Mon histoire commence le
19 juillet 1997 à Santander en Espagne, et comme me l'a toujours raconté mon père, je serais née alors qu'un arc en ciel était visible dans le ciel. Enfant unique mais entourée d'une famille nombreuse d'oncles, tantes, cousins, cousines, grands parents bien que dans l'absence d'une mère. Cette absence n'était pas bien perçue par les autres adultes de la famille ne pouvant s'empêcher régulièrement de la traiter d'irresponsable ou de femme de faible morale mais jamais mon père ne laissa son nom être souillée par qui que ce soit, ce qui amenait à des disputes fréquentes entre lui et le reste de la famille. Je garde un souvenir de ces années très positif malgré ces disputes, me souvenant surtout de cette île portuaire et des longues balades dans lesquelles m'emmenait mon père le long de la mer. Petite j'étais fascinée par la mer et dès que je pus marcher je voulais aller m'y baigner à la moindre opportunité qui se présentait. Et quand je commençai à parler, dans mes premières phrases apparut celle qui me suivrait toute mon enfance: elle est où maman? Ce à quoi j'obtenais des réponses vagues comme "elle ne pouvait pas rester mais elle t'aime de tout son coeur", "elle est très occupée à faire sa part, à nous de faire la nôtre", "elle aide des gens importants". Aucune ne me satisfaisait, mais au fil des années je m'en contentai comme je pus et c'était uniquement grâce à mon père. Il était tout pour moi, mon roc, mon protecteur, mon confident et mon supporter.

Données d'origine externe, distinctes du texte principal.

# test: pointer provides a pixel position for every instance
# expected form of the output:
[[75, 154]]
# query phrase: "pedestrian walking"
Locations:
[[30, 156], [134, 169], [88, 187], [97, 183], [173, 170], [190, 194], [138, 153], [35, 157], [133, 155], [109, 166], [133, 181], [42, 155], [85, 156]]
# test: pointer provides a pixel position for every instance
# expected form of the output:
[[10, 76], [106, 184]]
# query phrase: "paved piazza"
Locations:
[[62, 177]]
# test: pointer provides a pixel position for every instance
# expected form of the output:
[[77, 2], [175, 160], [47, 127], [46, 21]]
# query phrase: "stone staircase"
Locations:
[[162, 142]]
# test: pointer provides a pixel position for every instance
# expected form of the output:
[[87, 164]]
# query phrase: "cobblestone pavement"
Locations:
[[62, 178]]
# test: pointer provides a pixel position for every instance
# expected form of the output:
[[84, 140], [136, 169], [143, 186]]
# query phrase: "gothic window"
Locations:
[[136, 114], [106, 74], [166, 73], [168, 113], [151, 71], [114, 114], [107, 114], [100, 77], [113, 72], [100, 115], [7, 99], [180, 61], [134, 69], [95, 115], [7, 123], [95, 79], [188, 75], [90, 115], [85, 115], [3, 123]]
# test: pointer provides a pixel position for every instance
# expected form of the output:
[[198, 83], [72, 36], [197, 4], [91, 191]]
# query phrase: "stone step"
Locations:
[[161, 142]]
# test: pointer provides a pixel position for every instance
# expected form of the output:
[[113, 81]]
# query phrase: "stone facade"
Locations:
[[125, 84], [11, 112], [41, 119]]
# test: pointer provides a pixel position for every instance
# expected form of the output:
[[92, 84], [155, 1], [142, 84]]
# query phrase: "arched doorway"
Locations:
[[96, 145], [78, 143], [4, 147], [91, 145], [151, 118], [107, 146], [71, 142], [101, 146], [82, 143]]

Tout se passait bien au final, jusqu'à mes
8 ans. Comment pouvais je savoir qu'un simple geste aussi innocent pouvait déclencher autant de colère? Un simple bisou dans la cour de récré déclencha l'indignation de ma famille et je ne compris pas tout de suite que le problème n'était pas le geste mais bien que c'était un bisou avec une petite fille. J'entendis des mots que je ne comprenais pas, comme quoi je serais "malade", que c'était un "péché", que je devais me faire "soigner". Heureusement, il y avait mon père pour me défendre au milieu de mon incompréhension de la situation, mais ce n'était plus une dispute comme il avait pu y en avoir, la situation devint rapidement un conflit dont chaque camp postait ses positions. Jusqu'à ce que mon grand père en vienne aux mains avec mon père et cette scène était trop pour moi, je me mis à hurler de toutes mes forces avant d'essayer de m'interposer, ne supportant pas de voir quelqu'un faire du mal à mon père. Je pris un coup perdu du haut de mes 1m20, ce qui mit fin à toute discussion possible entre mon père et le reste de la famille. Quelques jours plus tard, il décida de m'emmener loin de ce qu'il refusa d'appeler une famille pour le reste de ses jours.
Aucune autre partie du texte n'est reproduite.